Tuesday, September 4, 2018

Create-TestFile - Fast and efficient ways to create large quantities of files and/or large-sized test files in PowerShell

Title:  Create-TestFile - Fast and efficient ways to create large quantities of files and/or large-sized test files in PowerShell

Description:  Provides a way to generate 'test' files in a fast and efficient manner.  It works for either creating large files or millions of tiny files.  The 'fill' of the files is either:

  1. 'ByZero' (default) - Fastest - Fills the file with ASCII character position 0, not numeral 0
  2. 'ByRNG' - Slowest - Uses .NET System.Random class to fill the file(s) with random bytes
  3. 'ByCryptoRNG' - Fastest Random/Middle Overall - Uses the .NET Cryptography.RandomNumberGenerator class to file the file(s) with random bytes
Using the 'Verbose' parameter emits parameters, timing, and crypto information about the file but significantly slows down the operation due to the hash calculation.

If an explicit file size is set, the file size should be a byte-aligned number. Otherwise, the dynamic buffer size will be set to 1 and the speed of operation will be crippled.  I can't think of a reason why someone might want to create 2.83MB versus 5MB but I'm sure someone has a use-case.  I'll work on this.


Back-Story:  I was in a debate with a coworker of mine who is an adamant Linux-fan and stereotypically cautious of Microsoft products.  Previously working for Microsoft, I'm understandably a big fan of their products but I also like to understand the 'why' of an argument.

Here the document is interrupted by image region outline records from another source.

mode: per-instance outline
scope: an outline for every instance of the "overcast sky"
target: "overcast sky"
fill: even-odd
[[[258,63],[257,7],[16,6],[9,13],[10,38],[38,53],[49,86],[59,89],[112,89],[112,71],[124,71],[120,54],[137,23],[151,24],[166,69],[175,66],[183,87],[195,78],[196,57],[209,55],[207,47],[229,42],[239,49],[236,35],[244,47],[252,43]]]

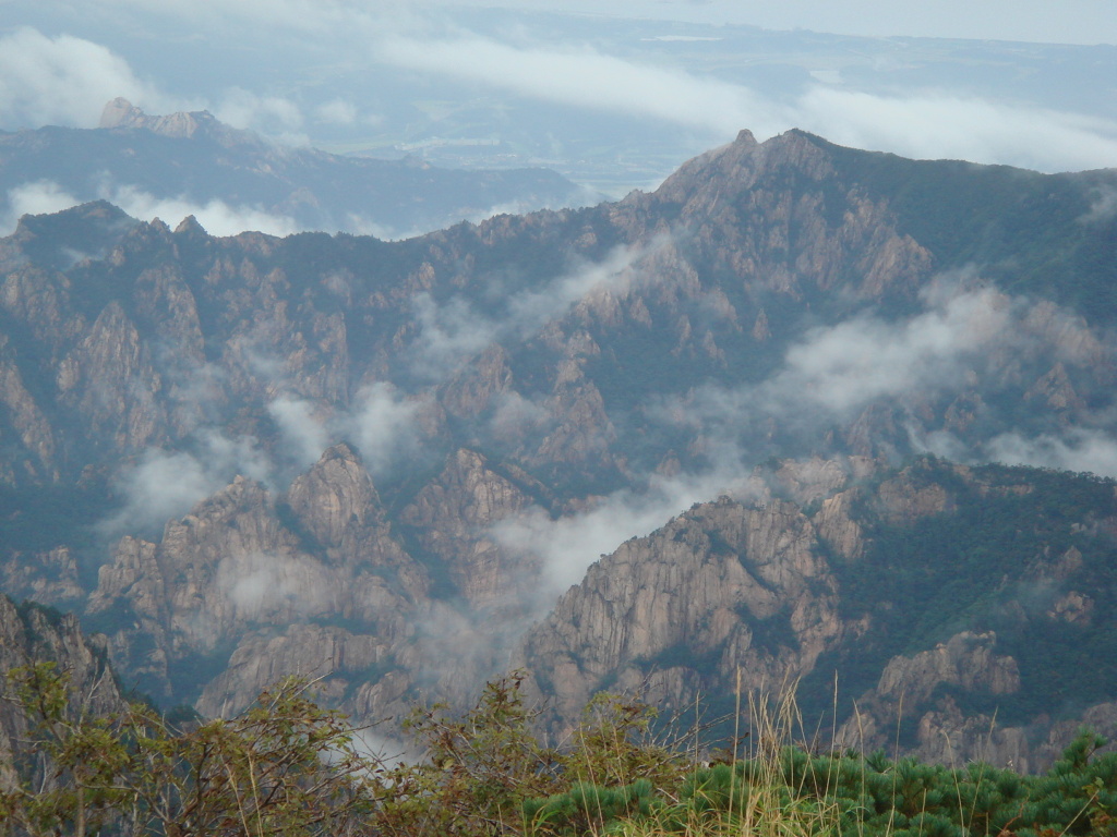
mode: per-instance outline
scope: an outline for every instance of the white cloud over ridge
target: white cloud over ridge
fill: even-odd
[[[155,218],[174,227],[187,215],[193,215],[211,235],[236,235],[246,230],[265,232],[269,235],[289,235],[302,227],[292,218],[278,215],[258,206],[237,206],[222,200],[211,199],[198,203],[189,198],[156,198],[139,186],[105,183],[98,189],[97,198],[120,206],[124,212],[141,221]],[[3,234],[16,228],[16,222],[25,214],[59,212],[82,203],[54,181],[35,181],[8,190],[7,212],[0,214]]]
[[[99,44],[23,27],[0,38],[0,127],[95,127],[105,103],[124,96],[166,113],[181,105]]]
[[[1117,123],[948,93],[881,96],[815,85],[777,102],[739,84],[590,49],[509,46],[476,36],[384,38],[394,66],[503,88],[522,96],[623,113],[732,137],[766,138],[793,127],[855,147],[916,158],[960,158],[1040,171],[1117,165]]]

We were in a discussion about file servers and he brought up that NFS was superior to SMB.  His supporting evidence was parroted by a number of links he provided where Linux advocates plainly said that NFS was better but that was it.  The references were all supposition or personal feeling with no empirical data.  So I set out to do some testing on my own (it's incomplete so a future blog post).  In order to do it properly, I needed to be able to emulate different scenarios of moving data.  Not only did I need the ability to test very large files but I also needed the ability to test millions of tiny files.  Furthermore, knowing that some OSs/FileSystems perform data deduplication at the byte and/or block level, I needed to be able to ensure that all files were unique so my speed tests weren't being tainted (much) by a higher level optimization.

After utilizing some Google-Fu, it appeared that there were a number of Windows variants to generate test files that could be purchased but none that I could find that were free or free that didn't have people complaining about the speed with which the files were being created.  So I set out to fix that problem and Create-TestFile is the result.

Examples:


## Create a test file with a specified name, size, and cryptographically random byte fill
Create-TestFile -FileName 'something.txt' -FileSize 10MB -FillMode ByCryptoRNG

## Create 100 test files with random file names, 1KB in size
0..99 | % { Create-TestFile }

## Create 1,000,000 test files with random files name, 10B in size
0..999999 | % { Create-TestFile -FileSize 10 }

## Create 10 test files, with random file names, 2GB in size
0..9 | % { Create-TestFile -FileSize 2GB }

## Create a single large file and look at verbose output which includes user-supplied parameters (if any), determined buffer size, fill type, and hash
## Caution -- using the Verbose flag dramatically increases function time because of the SHA-1 calculation
Create-TestFile -FileSize 2147483648 -Verbose


Script:


function Create-TestFile {
param (
  [Parameter(Mandatory=$false)][System.String]$FileName = "$((Get-Location).Path)\$([System.IO.Path]::GetRandomFileName())",
  [Parameter(Mandatory=$false)][uint64]$FileSize = 1KB,
  [Parameter(Mandatory = $false)] [ValidateSet('ByZero','ByRNG','ByCryptoRNG')] [System.String] $FillMode = 'ByZero'
)

  ## Determine acceptable buffer size for speed/efficiency
  if (($FileSize % (1024*1024)) -eq 0) { ## 1MB buffer  
    $buffsize = 1024*1024
  } elseif (($FileSize % (1024)) -eq 0) { ## 1KB buffer
    $buffsize = 1024
  } elseif (($FileSize % (32)) -eq 0) {  ## 32B buffer
    $buffsize = 32
  } else {                ## 1B buffer
    $buffsize = 1
  }
 
  $fs = $rng = $s1 = $RngMethod = $LoopCount = $buffer = $null
  $s1 = [datetime]::now
  try {
    $fs = New-Object System.IO.FileStream($FileName, [System.IO.FileMode]::OpenOrCreate)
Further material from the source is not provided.